In 1869, the Western and Eastern tracks of the First Transcontinental Railroad were finally connected at Utah’s Promontory Point. Although Asians toiled laboriously on the tracks, Corky Lee noted that not even one Asian could be found in a photo commemorating the completion of the railroad. Lee asked, “Where were [the Chinese]? They were photographed everywhere else! You know, it’s like after you finish a movie, you have a wrap party and everybody who’s involved with the production shows up?! But where were the Chinese?”

That’s true even now! Where are Asians in current American society — even amid these racially-motivated crimes?

As I read the news articles about the gunman and the shooting, I questioned: Why are the media and news sources so hesitant to recognize a degree of racism that motivated the Atlanta shooting? Why is everyone so quiet?

Although the shooting was premeditated, the gunman was described as having a “bad day” by the police and humanized in many news reports. In the same way that Asians were deliberately omitted from those 1869 photographs at Utah’s Promontory Point, modern American media are suppressing our voices as well.

As I continued to read Lee’s Untitled Photo Essay, I felt a mix of emotions, especially when I reached his photo of the Vincent Chin Demonstration in Detroit in 1983. Initially, I was surprised to see Asians on the street back then as Asians are not typically known for or displayed in history textbooks as engaging in radical action and assembly. Subconsciously, I must have thought Asians to be a more complacent and relatively silent community. Upon my realization, I felt regretful, recognizing a need to keep learning and uncovering my own unconscious biases.

Moreover, I realized that although Vincent Chin’s death sparked widespread anger in the Asian community in the 1980s, I had never heard about Vincent Chin’s death from my parents or my friends. Sometimes, I can’t help but feel that my parents, first-generation immigrants, and other Asians still feel constrained, unable to speak out in today’s America. Because Asians exist as mere conditional citizens — outsiders — in America, many feel that the need to survive in the current society trumps the need to voice their opinions against oppression and racism.

As I revisit “Yellow Pearl,” allowing all the noise of life to slowly fade with the music, I ask myself: Who am I? What does it mean to be Asian-American? In Lee’s black-and-white photos, I see the elderly practicing qigong in Chinatown or workers playing ping pong on the streets of New York, and I realize my story as an Asian-American is tied to the histories and lives of my ancestors and their struggles. As I look at Lee’s photos in light of the recent attacks, I see a reflective window into myself and into the Asian struggle. His photos help me see myself more clearly while I continue to explore and question my internal thoughts and biases along my journey of self-discovery.

As I listen to the lyrics of A Grain of Sand’s “Free the Land,” I am reminded that there is still so much work to be done, so much change to be made. The recent rise in racially motivated violence is a culmination of a history of xenophobia, discrimination, and nativism against Asian and Asian American communities.

We must take to the streets in protest and speak out against socially ingrained racism to enact the change we need.

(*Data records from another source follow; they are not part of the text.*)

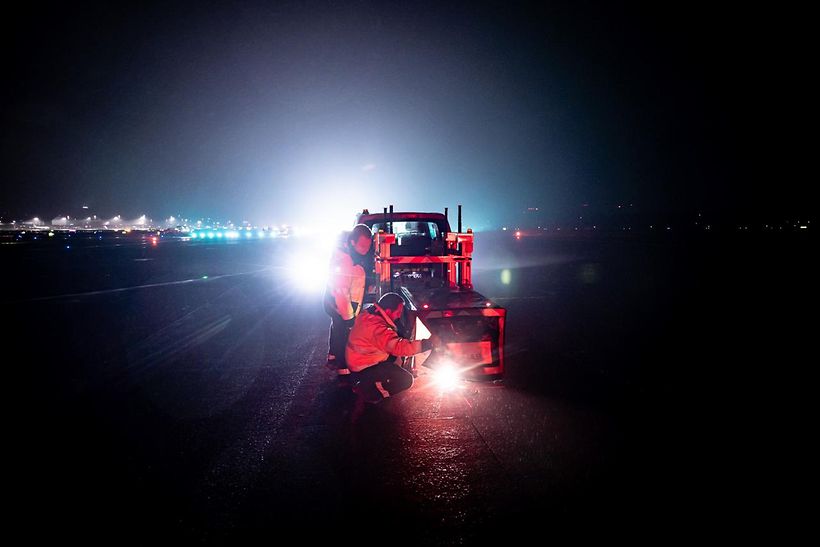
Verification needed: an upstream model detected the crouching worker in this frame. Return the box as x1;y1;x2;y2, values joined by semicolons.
345;293;439;403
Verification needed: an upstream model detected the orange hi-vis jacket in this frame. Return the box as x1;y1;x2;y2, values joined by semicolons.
327;249;365;321
345;304;430;372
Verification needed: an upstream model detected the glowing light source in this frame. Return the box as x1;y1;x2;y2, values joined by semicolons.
433;364;461;391
416;317;430;340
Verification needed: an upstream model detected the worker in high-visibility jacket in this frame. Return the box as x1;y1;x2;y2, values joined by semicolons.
324;224;373;374
345;293;441;403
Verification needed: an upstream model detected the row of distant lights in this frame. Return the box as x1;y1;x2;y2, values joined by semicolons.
191;230;276;239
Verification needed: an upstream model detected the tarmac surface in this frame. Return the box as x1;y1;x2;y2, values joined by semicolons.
0;229;816;545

Even the smallest actions in our everyday conversations can make a huge difference. When somebody makes a side comment like, “Aren’t all Asians smart?” or “Wow, she’s pretty...for an Asian,” we need to band together to break these systemic biases and rise against stereotypes like the model minority myth.

Beyond protests and waves of awareness, we must remain mindful of the everyday signs of racism and negative sentiment against Asians — from casual conversations to popular culture and social media. To truly make long-lasting strides against racism, I implore us all to educate ourselves and fight societal microaggressions and underlying biases to stand up and protect each other.

When I return to Princeton, I will heed my mom’s warning: be careful and walk in groups. Beyond safety, the Atlanta shooting is a clear call for me — and everyone — to take action for the Asian and Asian American communities by raising awareness and working to fight the thinly veiled, yet pervasive racism hiding behind our internal biases and microaggressions.